Stella grabbed one out of her cooler. “Harper, I never thought she’d—”

But he held up a hand to cut her off. “Don’t. Just don’t.”

He marched out again, stormed outside, straight to Hayley. She took a swat at him when he grabbed her arm, but he pulled her away from the front of the building.

“Let go. What do you think you’re doing?”

“Getting you into the shade for a start.” He propelled her around the back, through tables and potted shrubs, between greenhouses, until he came to the shaded banks of the pond.

“Sit. Drink.”

“I don’t like you this way.”

“Right back at you. Now drink that water, and consider yourself lucky I don’t just toss you in the pond to cool you off. I expected better of Stella,” he said when Hayley glugged down water. “But the fact is, even though this is her second summer, she’s a Yankee.
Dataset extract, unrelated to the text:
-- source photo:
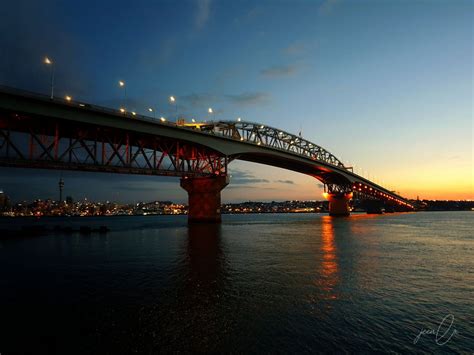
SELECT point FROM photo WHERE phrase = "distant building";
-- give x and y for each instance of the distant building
(4, 202)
You were born and raised down here. You know what this kind of heat can do.”

“And I know how to handle it. And don’t you blame Stella for anything.” But she had to admit, now that she’d stopped, she felt a little queasy and light-headed. Giving in, she stretched out flat on the grass. “Maybe I overdid it. I got caught up, is all.” She turned her head, looked over at him. “But I don’t like being pushed around, Harper.”